A function is the means of invoking the computation of a
value. It is similar to a procedure, but in addition will
return a result.

A package is the basic unit for defining a collection of
logically related entities. For example, a package can be
used to define a set of type declarations and
associated operations. Portions of a package can be hidden
from the user, thus allowing access only to the logical
properties expressed by the package specification.

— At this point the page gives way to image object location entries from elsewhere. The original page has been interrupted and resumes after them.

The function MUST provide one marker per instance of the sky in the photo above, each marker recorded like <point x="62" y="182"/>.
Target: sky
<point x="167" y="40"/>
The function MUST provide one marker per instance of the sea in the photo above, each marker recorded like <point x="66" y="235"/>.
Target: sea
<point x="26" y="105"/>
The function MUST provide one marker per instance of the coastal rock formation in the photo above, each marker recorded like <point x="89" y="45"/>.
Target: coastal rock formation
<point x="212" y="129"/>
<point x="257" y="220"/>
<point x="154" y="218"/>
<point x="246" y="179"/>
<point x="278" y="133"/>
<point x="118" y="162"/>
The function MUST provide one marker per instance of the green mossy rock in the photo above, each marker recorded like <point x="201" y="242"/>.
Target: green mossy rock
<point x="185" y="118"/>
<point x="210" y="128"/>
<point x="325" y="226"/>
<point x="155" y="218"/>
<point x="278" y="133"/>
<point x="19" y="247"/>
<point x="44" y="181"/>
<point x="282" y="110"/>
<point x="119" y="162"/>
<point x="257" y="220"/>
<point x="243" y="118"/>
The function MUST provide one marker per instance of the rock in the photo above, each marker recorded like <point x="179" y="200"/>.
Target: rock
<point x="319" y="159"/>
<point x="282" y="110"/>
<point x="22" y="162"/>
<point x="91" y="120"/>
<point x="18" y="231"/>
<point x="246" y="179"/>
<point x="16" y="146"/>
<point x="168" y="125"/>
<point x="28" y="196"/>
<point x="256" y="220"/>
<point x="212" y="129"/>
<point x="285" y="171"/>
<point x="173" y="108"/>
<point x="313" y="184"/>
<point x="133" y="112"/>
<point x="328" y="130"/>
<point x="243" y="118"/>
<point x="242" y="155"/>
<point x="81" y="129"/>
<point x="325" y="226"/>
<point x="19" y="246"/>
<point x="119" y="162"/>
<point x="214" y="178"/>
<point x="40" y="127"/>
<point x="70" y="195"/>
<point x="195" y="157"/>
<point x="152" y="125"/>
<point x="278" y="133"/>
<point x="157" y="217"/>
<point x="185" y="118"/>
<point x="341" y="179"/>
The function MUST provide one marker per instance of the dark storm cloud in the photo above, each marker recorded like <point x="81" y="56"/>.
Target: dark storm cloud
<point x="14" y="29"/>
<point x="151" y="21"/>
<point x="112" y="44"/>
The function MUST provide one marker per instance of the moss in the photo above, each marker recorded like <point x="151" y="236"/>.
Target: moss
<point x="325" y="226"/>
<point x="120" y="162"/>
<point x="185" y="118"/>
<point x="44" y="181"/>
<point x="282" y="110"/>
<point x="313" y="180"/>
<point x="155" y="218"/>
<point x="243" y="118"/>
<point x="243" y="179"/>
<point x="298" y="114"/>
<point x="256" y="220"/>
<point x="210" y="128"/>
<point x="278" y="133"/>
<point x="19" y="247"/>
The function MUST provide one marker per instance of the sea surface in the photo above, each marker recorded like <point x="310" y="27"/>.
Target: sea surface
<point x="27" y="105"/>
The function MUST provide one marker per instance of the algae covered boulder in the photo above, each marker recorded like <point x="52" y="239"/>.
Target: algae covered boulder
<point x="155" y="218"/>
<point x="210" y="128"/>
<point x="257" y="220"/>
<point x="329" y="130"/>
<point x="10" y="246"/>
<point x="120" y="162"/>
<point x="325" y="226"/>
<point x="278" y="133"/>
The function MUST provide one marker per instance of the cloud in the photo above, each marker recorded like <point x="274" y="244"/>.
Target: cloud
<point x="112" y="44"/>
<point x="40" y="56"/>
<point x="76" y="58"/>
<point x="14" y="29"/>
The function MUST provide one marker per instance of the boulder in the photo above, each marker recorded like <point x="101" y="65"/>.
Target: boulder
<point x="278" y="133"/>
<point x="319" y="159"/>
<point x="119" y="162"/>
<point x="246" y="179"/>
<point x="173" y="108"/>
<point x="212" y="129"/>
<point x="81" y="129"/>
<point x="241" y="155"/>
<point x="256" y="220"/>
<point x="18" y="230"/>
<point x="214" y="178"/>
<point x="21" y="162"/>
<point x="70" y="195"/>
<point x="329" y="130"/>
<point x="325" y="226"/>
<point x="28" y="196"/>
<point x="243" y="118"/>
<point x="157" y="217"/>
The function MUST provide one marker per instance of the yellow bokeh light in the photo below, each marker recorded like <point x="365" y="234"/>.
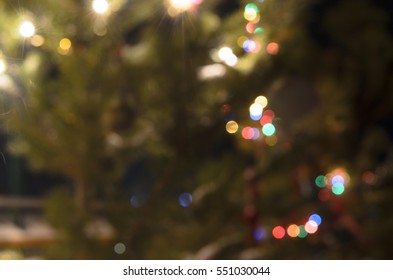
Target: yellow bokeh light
<point x="181" y="5"/>
<point x="65" y="44"/>
<point x="272" y="48"/>
<point x="256" y="109"/>
<point x="293" y="230"/>
<point x="232" y="127"/>
<point x="27" y="29"/>
<point x="100" y="6"/>
<point x="250" y="14"/>
<point x="37" y="40"/>
<point x="261" y="100"/>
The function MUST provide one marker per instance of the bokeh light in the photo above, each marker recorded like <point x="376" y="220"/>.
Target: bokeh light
<point x="302" y="232"/>
<point x="249" y="45"/>
<point x="262" y="100"/>
<point x="256" y="133"/>
<point x="100" y="6"/>
<point x="265" y="119"/>
<point x="241" y="40"/>
<point x="256" y="109"/>
<point x="269" y="113"/>
<point x="250" y="27"/>
<point x="272" y="48"/>
<point x="3" y="66"/>
<point x="232" y="127"/>
<point x="255" y="117"/>
<point x="226" y="55"/>
<point x="37" y="40"/>
<point x="250" y="14"/>
<point x="271" y="140"/>
<point x="119" y="248"/>
<point x="27" y="29"/>
<point x="338" y="189"/>
<point x="338" y="179"/>
<point x="293" y="230"/>
<point x="311" y="227"/>
<point x="316" y="218"/>
<point x="321" y="181"/>
<point x="260" y="233"/>
<point x="185" y="199"/>
<point x="268" y="129"/>
<point x="278" y="232"/>
<point x="64" y="46"/>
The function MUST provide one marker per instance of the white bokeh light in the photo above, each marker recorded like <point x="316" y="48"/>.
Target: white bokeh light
<point x="27" y="29"/>
<point x="100" y="6"/>
<point x="3" y="66"/>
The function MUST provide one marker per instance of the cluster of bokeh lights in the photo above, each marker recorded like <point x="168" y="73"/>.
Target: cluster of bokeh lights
<point x="332" y="183"/>
<point x="265" y="128"/>
<point x="251" y="43"/>
<point x="311" y="226"/>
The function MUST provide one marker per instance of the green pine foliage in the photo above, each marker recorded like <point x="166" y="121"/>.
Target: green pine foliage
<point x="125" y="114"/>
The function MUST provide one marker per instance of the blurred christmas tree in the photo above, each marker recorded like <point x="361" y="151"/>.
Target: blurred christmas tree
<point x="130" y="100"/>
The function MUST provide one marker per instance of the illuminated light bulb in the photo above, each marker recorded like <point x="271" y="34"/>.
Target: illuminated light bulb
<point x="258" y="30"/>
<point x="251" y="6"/>
<point x="271" y="140"/>
<point x="65" y="44"/>
<point x="260" y="233"/>
<point x="256" y="109"/>
<point x="293" y="230"/>
<point x="185" y="199"/>
<point x="261" y="100"/>
<point x="241" y="40"/>
<point x="256" y="133"/>
<point x="272" y="48"/>
<point x="3" y="66"/>
<point x="250" y="14"/>
<point x="37" y="40"/>
<point x="265" y="119"/>
<point x="248" y="133"/>
<point x="269" y="113"/>
<point x="338" y="179"/>
<point x="250" y="27"/>
<point x="27" y="29"/>
<point x="119" y="248"/>
<point x="100" y="6"/>
<point x="212" y="71"/>
<point x="225" y="53"/>
<point x="316" y="218"/>
<point x="302" y="232"/>
<point x="338" y="189"/>
<point x="257" y="19"/>
<point x="278" y="232"/>
<point x="232" y="61"/>
<point x="181" y="5"/>
<point x="311" y="227"/>
<point x="321" y="181"/>
<point x="232" y="127"/>
<point x="255" y="117"/>
<point x="268" y="129"/>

Subprogram and package units may be compiled separately and
arranged in hierarchies of parent and child units giving
fine control over visibility of the logical properties and
their detailed implementation.

A task unit is the basic unit for defining a task whose
sequence of actions may be executed concurrently with those
of other tasks. Such tasks may be implemented on
multicomputers, multiprocessors, or with interleaved
execution on a single processor. A task unit may define
either a single executing task or a task type permitting the
creation of any number of similar tasks.

@ChgRef{Version=[2],Kind=[Revised],ARef=[AI95-00114-01]}
A protected unit is the basic unit for defining protected
operations for the coordinated use of data shared between
tasks. Simple mutual exclusion is provided automatically,
and more elaborate sharing protocols can be defined. A
protected operation can either be a subprogram or an entry.
A protected entry specifies a Boolean expression (an entry
barrier) that must be @Chg{Version=[2],New=[True],Old=[true]}
before the body of the entry is
executed. A protected unit may define a single protected
object or a protected type permitting the creation of
several similar objects.

@keepnext@i(Declarations and Statements)

The body of a program unit generally contains two parts: a
declarative part, which defines the logical entities to be
used in the program unit, and a sequence of statements,
which defines the execution of the program unit.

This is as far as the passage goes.